Wednesday, June 8, 2022
HomeValue InvestingALJ Regional Holdings: Partial Liquidation Below Proforma NCAV

ALJ Regional Holdings: Partial Liquidation Below Proforma NCAV


ALJ Regional Holdings (ALJJ) is likely a familiar name to many readers (and thanks to those that pointed it out to me), it was an NOL shell that Jess Ravish (former Drexel, Jefferies and TCW executive) used as a holding company to buy and sell several various unrelated businesses over the last 10-15 years to soak up the tax assets.
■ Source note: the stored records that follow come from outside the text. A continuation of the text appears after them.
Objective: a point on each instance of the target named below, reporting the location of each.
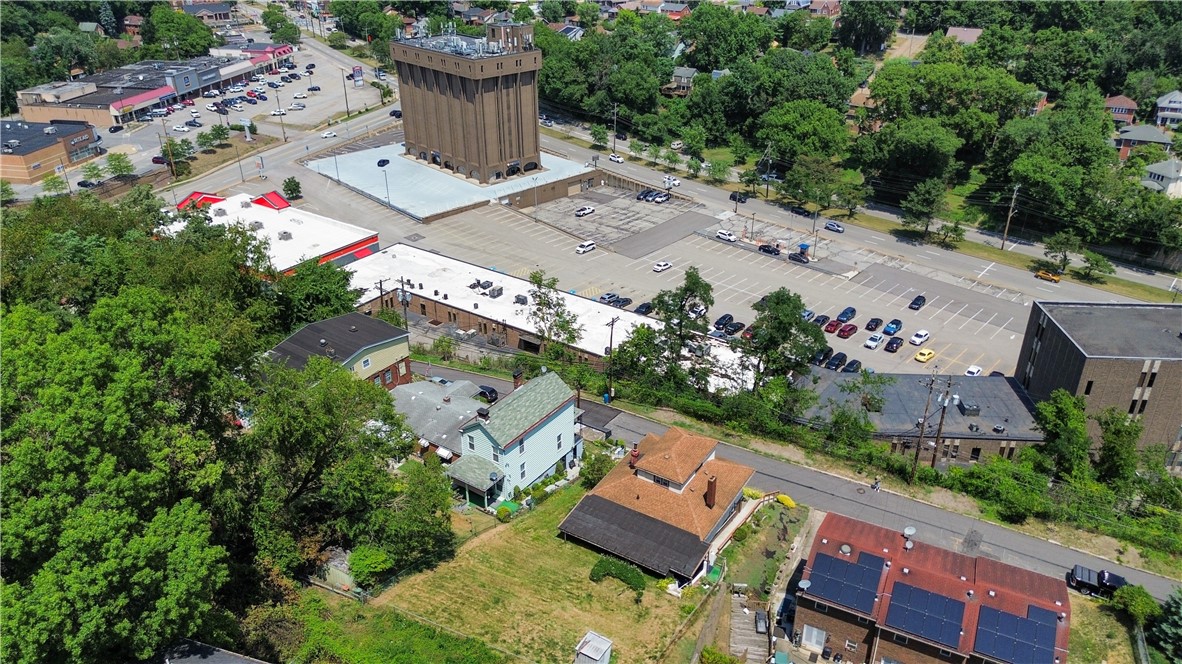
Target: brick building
(874, 594)
(472, 104)
(33, 150)
(1128, 356)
The vast majority of the NOLs expire in 2022.  It has functioned as Ravich’s mini-PE fund, he owns ~47% of the stock (management owns 56% as a group).  As of 9/30/21, ALJ had two operating businesses: 1) Faneuil, a business processing outsource provider and; 2) Phoenix Color, a specialty book printer that manufactures education materials, heavily illustrated books, etc.

Likely due to the upcoming NOL expiration, ALJ has made two significant asset sales in the last two months:

  • On 12/21/21, ALJ sold a large piece of the Faneuil business to TTEC Holdings (publicly traded as TTEC) for $140MM cash ($15MM of which will be escrowed) and a $25MM-earn out.  The remaining pieces of Faneuil are expected to generate normalized revenue of $80-$90MM.  The sale is expected to close in Q1, and TTEC gets a 3-year option to buy the remaining business.  The transaction is structured as an asset sale, so ALJ will receive all the economics of the business performance up until the closing date.
  • On 2/4/22, ALJ sold the entire Phoenix Color business to Lakeside Book Company (subsidiary of LSC Communications, the disaster spin from RRD) for $135MM cash.  The sale is expected to close in Q2.

Following the closing of both of these transactions, I estimate ALJ will have roughly $150MM in net current asset value plus the remaining business at Faneuil, versus a current market cap (including the conversion of converts and warrants) of $136MM:

The main reason the stock is cheap is Jess Ravich, the market doesn’t trust him, one good example is he participated in a financing round during covid and got convertible debt at a $0.54 conversion price that PIKed for a year (further diluting minority shareholders) before it was amended.   Another is he’s also been facing legal trouble over the last few years regarding his time at TCW.  Now that the NOLs are burned off and/or expiring, maybe he no longer wants to deal with public shareholders and uses the cash proceeds to take out the minority shareholders.  There is precedent, he did a large cash tender back in 2012 following the sale of a business, the Alpha Vulture blog covered it well back then.

Full disclosure, my cost basis is closer to $2.10, the stock ran up last week and I didn’t have time to write it up but still think the shares are pretty cheap.